山代温泉財産区の現状については、さきに吉江議員にお答えしたとおりであります。温泉地のシンボルであります共同浴場につきましては、市と協議しながら温泉地の活性化のためにも存続をしなければならないと考えております。市にいろいろな面で御支援をいただきたいと思っておる次第でございます。 以上です。
○副議長(西出振君)
東谷片山津財産区管理会長。
◎
片山津財産区管理会長(東谷外余松君)
片山津財産区に係る一連の事柄につきましては、さきに吉江議員にお答えしたとおりであります。

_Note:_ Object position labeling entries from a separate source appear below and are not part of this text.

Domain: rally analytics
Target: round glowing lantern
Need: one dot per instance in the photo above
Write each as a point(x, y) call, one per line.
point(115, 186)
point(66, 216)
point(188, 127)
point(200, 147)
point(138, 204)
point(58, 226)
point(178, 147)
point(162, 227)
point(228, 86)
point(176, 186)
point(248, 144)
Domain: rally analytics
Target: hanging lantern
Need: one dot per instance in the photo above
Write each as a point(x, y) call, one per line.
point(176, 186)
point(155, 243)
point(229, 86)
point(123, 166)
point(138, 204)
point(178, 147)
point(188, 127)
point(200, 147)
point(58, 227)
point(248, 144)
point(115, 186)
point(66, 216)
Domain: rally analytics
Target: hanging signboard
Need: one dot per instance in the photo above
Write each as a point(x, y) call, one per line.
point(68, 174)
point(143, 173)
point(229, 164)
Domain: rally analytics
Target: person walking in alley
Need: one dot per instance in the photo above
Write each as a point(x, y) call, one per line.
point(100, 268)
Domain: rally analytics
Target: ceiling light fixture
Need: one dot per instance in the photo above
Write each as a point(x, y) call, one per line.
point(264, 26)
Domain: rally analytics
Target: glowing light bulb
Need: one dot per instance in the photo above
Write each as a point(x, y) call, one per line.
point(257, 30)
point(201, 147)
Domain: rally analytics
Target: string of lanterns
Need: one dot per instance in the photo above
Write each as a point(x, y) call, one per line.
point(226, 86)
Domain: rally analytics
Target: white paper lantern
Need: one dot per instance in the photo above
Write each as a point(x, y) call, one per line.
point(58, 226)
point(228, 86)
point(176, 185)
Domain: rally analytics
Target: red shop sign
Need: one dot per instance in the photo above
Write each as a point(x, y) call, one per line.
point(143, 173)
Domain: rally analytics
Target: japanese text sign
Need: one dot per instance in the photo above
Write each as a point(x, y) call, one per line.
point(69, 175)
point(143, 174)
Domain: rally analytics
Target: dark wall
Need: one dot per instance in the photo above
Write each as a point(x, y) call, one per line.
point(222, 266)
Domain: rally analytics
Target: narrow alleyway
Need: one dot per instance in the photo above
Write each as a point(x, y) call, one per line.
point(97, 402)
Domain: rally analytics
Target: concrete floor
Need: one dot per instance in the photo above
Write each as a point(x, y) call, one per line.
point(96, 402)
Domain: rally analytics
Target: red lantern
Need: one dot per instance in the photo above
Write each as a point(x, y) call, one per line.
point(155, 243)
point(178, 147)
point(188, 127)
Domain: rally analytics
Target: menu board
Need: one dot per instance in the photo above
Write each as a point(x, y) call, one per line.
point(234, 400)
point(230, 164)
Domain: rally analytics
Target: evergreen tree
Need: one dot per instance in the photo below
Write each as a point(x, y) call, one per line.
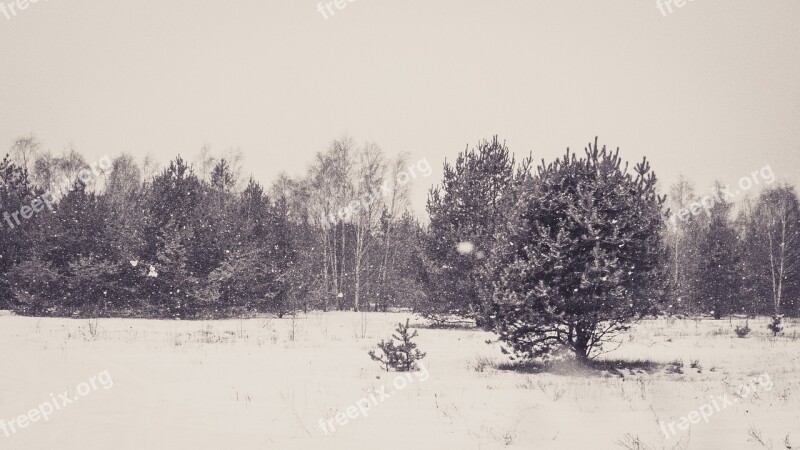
point(466, 211)
point(585, 256)
point(719, 277)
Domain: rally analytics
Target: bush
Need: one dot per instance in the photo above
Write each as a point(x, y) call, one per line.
point(402, 357)
point(742, 332)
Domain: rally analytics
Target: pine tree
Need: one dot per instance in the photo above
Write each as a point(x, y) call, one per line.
point(581, 258)
point(719, 278)
point(466, 211)
point(402, 357)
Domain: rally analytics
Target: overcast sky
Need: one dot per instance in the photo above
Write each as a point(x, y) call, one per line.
point(711, 90)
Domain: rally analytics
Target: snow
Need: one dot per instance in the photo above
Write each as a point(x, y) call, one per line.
point(245, 384)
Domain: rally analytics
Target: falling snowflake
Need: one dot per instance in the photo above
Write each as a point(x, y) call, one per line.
point(465, 248)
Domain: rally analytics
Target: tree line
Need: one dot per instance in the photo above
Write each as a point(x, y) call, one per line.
point(198, 240)
point(195, 240)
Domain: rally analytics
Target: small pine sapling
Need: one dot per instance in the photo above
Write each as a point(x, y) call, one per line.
point(402, 357)
point(775, 326)
point(742, 331)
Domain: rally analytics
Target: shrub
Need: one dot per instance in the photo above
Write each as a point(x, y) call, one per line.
point(402, 357)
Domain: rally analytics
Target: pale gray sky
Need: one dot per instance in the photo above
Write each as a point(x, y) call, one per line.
point(712, 90)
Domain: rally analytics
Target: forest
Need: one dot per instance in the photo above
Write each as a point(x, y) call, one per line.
point(121, 238)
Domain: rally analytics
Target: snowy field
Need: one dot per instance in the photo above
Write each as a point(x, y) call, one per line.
point(273, 383)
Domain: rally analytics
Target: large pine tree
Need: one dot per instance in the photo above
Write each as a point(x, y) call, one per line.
point(582, 257)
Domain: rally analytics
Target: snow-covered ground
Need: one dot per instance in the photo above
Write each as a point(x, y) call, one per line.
point(273, 383)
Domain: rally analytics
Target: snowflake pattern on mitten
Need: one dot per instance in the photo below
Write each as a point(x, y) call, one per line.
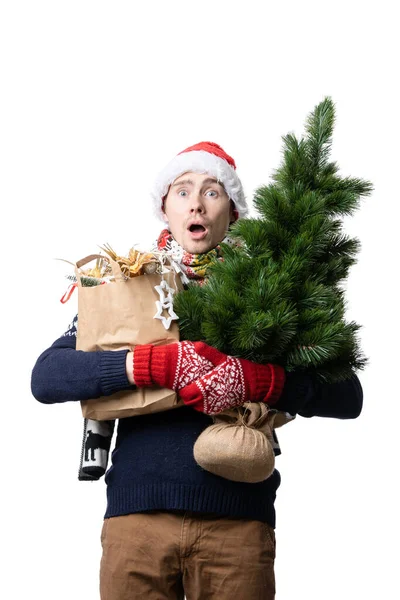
point(190, 365)
point(223, 387)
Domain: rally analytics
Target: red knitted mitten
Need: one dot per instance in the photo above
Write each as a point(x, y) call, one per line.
point(174, 365)
point(232, 383)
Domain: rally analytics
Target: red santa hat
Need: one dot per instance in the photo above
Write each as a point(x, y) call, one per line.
point(205, 157)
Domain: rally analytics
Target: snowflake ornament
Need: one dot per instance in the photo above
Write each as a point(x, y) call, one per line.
point(166, 302)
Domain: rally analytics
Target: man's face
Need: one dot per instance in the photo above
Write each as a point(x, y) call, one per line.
point(198, 211)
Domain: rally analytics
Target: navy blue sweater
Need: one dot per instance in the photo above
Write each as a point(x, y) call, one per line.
point(153, 467)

共同浴場につきましては、先ほど
山谷山代温泉財産区管理会長が述べられたとおり、思いは同じであります。特に片山津につきましては、地域全体が沈滞しており、市の一層の御支援をお願いしているところでございます。 以上でございます。
△休憩
○副議長(西出振君) この際、暫時休憩いたします。 午後3時13分休憩 平成12年9月14日(木)午後3時36分再開出席議員(21名) 1番 室谷弘幸 2番 岩村正秀 3番 山口忠志 4番 宮本啓子 5番 細野祐治 6番 上出栄雄 7番 西出清次 8番 坂野行平 10番 西出 振 11番 小塩作馬 12番 若林幸子 13番 林 俊昭 14番 山村信一 15番 吉江外代夫 16番 酢田隆司 17番 林 茂信 19番 新後由紀子 21番 川下 勉 22番 宮田 勇 23番 平井 清 24番
矢田郷昭三欠席議員(2名) 9番 谷口久男 18番 村井幸栄
△再開
○議長(村井幸栄君) 会議を再開し、休憩前の議事を続けます。
△質疑・質問(続)
○議長(村井幸栄君) 山口忠志君。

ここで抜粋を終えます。